On the Costa you meet all kinds of people, and if your interest is aviation there are rich pickings. There are pilots who flew single-engine planes across America carrying US Mail, practically without instruments and certainly with nothing more than a sandwich to sustain them. When commercial carriers started transporting mail and passengers, on-board sustenance was still not a priority, although later there was a period when airlines vied with each other to provide the best meals.
So how about a sommelier on an airship? Yes, I swear they existed, and the son of one of these German wine aces lives among us. The zeppelins operated between the wars, and 'flew' across the North Atlantic carrying passengers in the greatest luxury. It was a two-day journey at low altitude, so there was no lack of oxygen to interfere with taste buds. The father appears in photographs serving wine to the dinner guests, all in evening dress. The only problem was that the airships covering the route were German-run and a Teutonic regime applied.
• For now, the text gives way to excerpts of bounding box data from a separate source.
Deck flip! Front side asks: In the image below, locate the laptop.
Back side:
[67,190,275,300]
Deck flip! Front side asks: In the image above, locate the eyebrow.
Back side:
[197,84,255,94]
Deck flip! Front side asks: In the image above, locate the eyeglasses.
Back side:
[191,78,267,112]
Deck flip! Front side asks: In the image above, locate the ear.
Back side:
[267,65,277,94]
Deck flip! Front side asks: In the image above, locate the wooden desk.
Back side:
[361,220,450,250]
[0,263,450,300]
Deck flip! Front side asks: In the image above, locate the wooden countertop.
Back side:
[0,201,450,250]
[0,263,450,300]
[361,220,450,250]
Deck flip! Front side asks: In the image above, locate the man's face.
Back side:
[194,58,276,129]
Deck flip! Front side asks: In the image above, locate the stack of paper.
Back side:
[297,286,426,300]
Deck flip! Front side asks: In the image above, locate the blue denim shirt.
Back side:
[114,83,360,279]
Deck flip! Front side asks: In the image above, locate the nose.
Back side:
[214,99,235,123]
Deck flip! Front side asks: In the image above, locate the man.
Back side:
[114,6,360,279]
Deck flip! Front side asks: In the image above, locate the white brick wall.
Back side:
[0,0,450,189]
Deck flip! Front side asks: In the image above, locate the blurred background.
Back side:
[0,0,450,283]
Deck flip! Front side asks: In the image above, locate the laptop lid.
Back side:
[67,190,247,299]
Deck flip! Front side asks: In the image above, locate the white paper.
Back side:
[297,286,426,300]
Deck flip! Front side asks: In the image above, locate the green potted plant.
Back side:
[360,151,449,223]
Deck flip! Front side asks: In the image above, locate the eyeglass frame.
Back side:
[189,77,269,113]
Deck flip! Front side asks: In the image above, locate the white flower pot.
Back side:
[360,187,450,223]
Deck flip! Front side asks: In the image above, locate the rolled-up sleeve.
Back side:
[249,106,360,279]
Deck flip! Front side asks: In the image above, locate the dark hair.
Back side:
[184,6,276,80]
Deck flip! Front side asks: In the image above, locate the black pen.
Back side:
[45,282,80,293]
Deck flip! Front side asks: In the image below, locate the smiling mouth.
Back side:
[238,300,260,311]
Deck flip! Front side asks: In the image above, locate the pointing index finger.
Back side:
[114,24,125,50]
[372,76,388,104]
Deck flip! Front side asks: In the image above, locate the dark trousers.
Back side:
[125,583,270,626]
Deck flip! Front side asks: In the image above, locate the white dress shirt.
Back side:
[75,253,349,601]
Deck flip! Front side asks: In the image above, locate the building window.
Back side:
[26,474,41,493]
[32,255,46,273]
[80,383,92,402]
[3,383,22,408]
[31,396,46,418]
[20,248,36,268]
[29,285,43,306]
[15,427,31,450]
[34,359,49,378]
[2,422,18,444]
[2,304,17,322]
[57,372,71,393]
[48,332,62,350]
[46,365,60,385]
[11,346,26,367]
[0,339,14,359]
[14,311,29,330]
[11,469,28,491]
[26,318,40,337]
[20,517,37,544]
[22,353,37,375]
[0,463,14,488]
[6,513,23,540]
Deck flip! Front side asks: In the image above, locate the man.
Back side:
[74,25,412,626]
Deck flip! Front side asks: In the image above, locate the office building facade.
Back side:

Unable to appreciate their British and US passengers' love of gin, for example, there was never enough to last the voyage, but German beer never ran out. Nor did the principal breakfast fare of sausages, cheese and black bread. The menus were based on those of Berlin's Ritz Carlton, and while the German passengers were contented, other nationalities were not quite so complementary, as the journals of some of the British and American aristocrats testify. But it was a delightful change from the blue riband passenger ships, and much faster.
Regrettably, as any history buff knows, the era ended in 1937 when the Hindenberg exploded in a ball of fire while attempting to land in New Jersey, causing heavy casualties. Unsurprisingly there was little appetite for this form of travel subsequently.